Isn't loading more than one event a performance issue? Frankly, it's not. Downloading even a dozen, or several dozens of small events is not a significant overhead. Events are concise, containing only the information needed. EventStoreDB is optimised for such operations, and the reads scale well. Still, you can't disagree that loading a few events will take longer than loading a single one. In the article "Why a bank account is not the best example of Event Sourcing?" I presented the following calculation:
Suppose I opened a bank account at the age of 18. Let's assume that I was making three transactions a day. If we multiply these numbers (3 x 17 x 365), we get 18,615 transactions.
If we follow the Event Sourcing pattern literally, we'd need to get all these transactions to calculate the current account's balance. This won't be efficient. Your first thought to make this more efficient may be caching the latest state somewhere.

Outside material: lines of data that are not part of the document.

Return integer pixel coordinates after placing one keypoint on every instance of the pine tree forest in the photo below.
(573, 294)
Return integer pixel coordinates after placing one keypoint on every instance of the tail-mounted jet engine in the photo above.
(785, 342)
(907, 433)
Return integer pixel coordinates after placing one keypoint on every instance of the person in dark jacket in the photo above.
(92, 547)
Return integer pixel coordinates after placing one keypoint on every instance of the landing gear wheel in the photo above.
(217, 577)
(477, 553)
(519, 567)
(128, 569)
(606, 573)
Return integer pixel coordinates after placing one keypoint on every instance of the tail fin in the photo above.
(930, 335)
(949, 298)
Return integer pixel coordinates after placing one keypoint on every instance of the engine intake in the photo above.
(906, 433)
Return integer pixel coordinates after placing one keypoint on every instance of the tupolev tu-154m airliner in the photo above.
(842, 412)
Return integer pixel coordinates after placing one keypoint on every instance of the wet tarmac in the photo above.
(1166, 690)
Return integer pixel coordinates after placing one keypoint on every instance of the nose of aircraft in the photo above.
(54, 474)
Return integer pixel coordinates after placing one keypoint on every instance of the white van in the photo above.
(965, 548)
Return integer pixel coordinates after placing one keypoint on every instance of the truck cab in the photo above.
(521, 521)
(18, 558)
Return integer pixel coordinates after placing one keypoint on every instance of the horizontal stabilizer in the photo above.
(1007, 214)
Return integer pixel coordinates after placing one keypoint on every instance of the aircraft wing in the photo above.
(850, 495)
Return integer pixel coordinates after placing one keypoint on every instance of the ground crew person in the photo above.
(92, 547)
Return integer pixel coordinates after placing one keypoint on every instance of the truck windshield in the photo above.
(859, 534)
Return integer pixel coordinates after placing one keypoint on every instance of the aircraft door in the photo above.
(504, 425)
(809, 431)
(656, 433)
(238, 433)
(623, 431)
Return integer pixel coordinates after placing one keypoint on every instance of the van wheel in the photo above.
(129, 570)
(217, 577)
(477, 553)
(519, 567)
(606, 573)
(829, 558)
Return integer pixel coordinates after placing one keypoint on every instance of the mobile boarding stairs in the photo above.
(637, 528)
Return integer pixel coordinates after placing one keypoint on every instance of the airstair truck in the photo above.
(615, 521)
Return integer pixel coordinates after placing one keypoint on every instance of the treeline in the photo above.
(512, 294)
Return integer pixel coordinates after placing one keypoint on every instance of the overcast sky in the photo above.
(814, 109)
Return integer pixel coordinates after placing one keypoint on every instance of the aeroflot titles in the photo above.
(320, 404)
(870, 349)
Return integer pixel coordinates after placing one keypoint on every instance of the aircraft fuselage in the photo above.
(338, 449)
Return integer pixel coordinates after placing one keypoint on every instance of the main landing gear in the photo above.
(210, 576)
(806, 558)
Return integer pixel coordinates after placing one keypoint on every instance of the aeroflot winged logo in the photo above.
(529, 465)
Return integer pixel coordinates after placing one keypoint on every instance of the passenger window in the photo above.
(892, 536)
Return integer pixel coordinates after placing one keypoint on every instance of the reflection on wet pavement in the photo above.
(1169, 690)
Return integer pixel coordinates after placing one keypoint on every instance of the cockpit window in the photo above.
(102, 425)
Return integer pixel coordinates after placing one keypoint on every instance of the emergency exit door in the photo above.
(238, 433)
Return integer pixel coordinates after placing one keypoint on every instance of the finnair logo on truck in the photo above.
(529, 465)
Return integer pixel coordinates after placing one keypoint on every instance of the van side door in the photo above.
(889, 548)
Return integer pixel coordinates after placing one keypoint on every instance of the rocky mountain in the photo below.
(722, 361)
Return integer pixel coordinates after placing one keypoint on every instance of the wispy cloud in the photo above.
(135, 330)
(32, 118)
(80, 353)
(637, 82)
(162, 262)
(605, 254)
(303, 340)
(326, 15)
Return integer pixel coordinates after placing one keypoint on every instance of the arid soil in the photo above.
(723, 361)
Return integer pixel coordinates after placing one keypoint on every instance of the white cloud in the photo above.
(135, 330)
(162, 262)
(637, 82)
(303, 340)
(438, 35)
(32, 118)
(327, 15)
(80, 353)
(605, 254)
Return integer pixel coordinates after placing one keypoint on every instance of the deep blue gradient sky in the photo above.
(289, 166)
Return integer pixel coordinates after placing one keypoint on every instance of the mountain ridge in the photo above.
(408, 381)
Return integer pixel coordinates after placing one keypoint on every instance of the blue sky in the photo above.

Instead of retrieving all these events, we could retrieve one record and use it for our business logic. This is a Snapshot. Like any premature optimisation, it can be the root of all evil. Why? More on this later.
In my articles and speeches, I have one favourite example: the cash register. Is the balance in the cash register calculated based on all transactions since the shop was created? No, usually cashiers create summaries at the end of their shift. They verify whether the state in the POS system is consistent with the actual amount of money in the cash register. The following employee starts a new shift, at the end of which a separate summary is made. It is the same in a bank account. The billing data is opened and closed in a regular cycle. Old data is archived, and we start again with the summarised balance.
Each data storage model has its specifics. Relational databases have normalisation. Document databases are denormalised. Key-value stores have strategies for keys definition. Event stores also have their specifics.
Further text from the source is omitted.